Right, now you have calculated all those things, the line can be scan converted. This scan converting process is actually faster than the one used for integer polygons (if you're using fixed point maths, otherwise it's slower). There are no IF's and JUMP's involved. The loop can be unrolled nicely to process at increadible speed.

So the inner loop looks something like this:

x = Ax

loop y from Ay to By
	YBuffer(y) = x
	x=x+gradient
end of loop

Again, you will have to handle Left hand lines and Right hand lines differently. The case given here is for a Left hand line. I will leave it up to you to work out how to handle the other side.

Scan converting in Assembler

Here is an example of a scan converter I wrote in Assembler. It works on 32-bit Fixed Point numbers only.

It takes as arguments; The initial x value (x), The gradient (DeltaX), the number of scan lines to calculate (length), and a pointer to the first element in the Y Buffer.

EAX = x
EBX = DeltaX
ECX = length
EDI = pointer to YBuffer[Y]

top:
	mov	[edi], eax		; YBuffer[y] = x
	add	eax, ebx		; x = x + DeltaX
	add	edi, 4			; y = y + 1
	dec	ecx			
	jnz	top:			;end of loop
This can be unrolled and can calculate polygon edges very fast indeed. This version has been unrolled four times
EAX = x
EBX = DeltaX
ECX = length
EDI = pointer to YBuffer[Y]

	shr	ecx			; halve the number of loops
	jnc	NoSingle		; if there are an even number of lines to do,
					; then don't do this odd one
	mov	[edi], eax		; YBuffer[y] = x
	cmp	ecx, 0			; are there any more left?
	je	NoMore			; if not, then exit
	add	eax, ebx		; x = x + 1
	add	edi, 4			; y = y + 1
NoSingle:
	shr	ecx			; halve the number of loops again
	jnc	NoSingle		; if the number of lines is a multiple of 4
					; then don't do these odd two
	mov	[edi], eax		; YBuffer[y] = x
	add	eax, ebx		; x = x + DeltaX	
	mov	[edi+4], eax		; YBuffer[y+1] = x
	add	eax, ebx		; x = x + DeltaX	

	cmp	ecx, 0			; are there any more left?
	je	NoMore			; if not, then exit
	add	edi, 8			; y = y + 2
NoDouble:
top:
	mov	[edi], eax		; YBuffer[y] = x
	add	eax, ebx		; x = x + DeltaX	
	mov	[edi+4], eax		; YBuffer[y+1] = x
	add	eax, ebx		; x = x + DeltaX	
	mov	[edi+8], eax		; YBuffer[y+2] = x
	add	eax, ebx		; x = x + DeltaX	
	mov	[edi+12], eax		; YBuffer[y+3] = x
	add	eax, ebx		; x = x + DeltaX	
	add	edi, 16			; y = y + 4

	dec	ecx			;
	jnz	top			; end of loop
So, after all the edges of the polygon have been scan converted, you have an array of pairs of X coordinates where the edges cross horizontal scanlines. Assuming you are going to fill the area with a solid colour, you should loop down the height of the polygon, drawing horizontal strips from one side to the other. Remember that you only want to draw pixels that lie inside the polygon. So draw from the first pixel to the right of the left edge, to the first pixel to the left of the right edge. geddit?
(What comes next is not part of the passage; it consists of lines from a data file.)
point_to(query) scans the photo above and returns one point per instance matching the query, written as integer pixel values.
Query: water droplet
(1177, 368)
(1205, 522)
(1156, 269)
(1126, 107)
Take a look at the polygon again, this time filled. The centres of the filled pixels all lie within the polygon. The X coordinates stored in the YBuffer would be:

y  x1  x2
---------
0: (-, -)
1: (3, 3)
2: (3, 3)
3: (2, 4)
4: (1, 4)
5: (3, 5)
6: (6, 5)

You will notice that on the last line, 6, X1 is larger then X2. This is because the polygon crosses the line, but pokes between pixels. This strip does not get drawn.
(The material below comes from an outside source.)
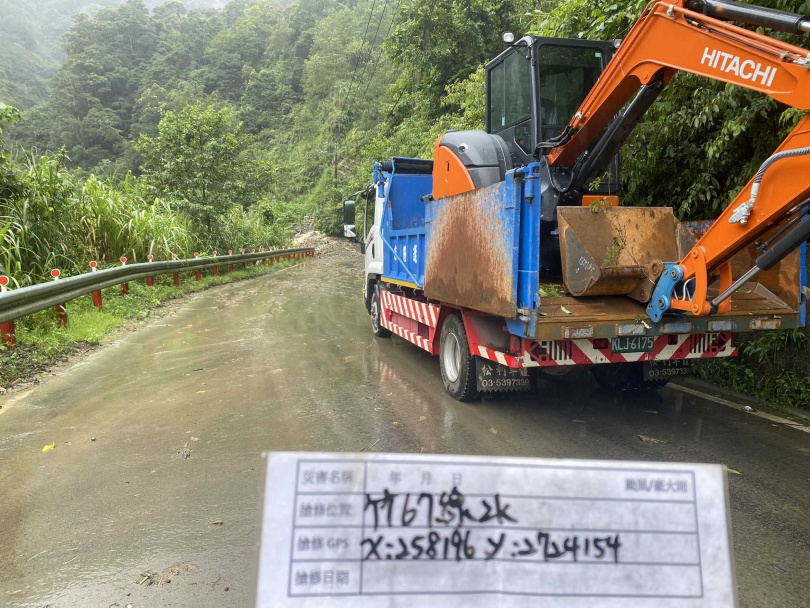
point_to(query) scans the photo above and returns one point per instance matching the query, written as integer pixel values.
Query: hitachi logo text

I hope I have convinced you to only ever write perfect scan converters from now on. There shouldn't really be any excuse for using tacky integer polys any more. Computers are quite fast enough to cope with the tiny extra computing overhead involved, and you as a programmer, I have no doubt, are more then capable of writing the code.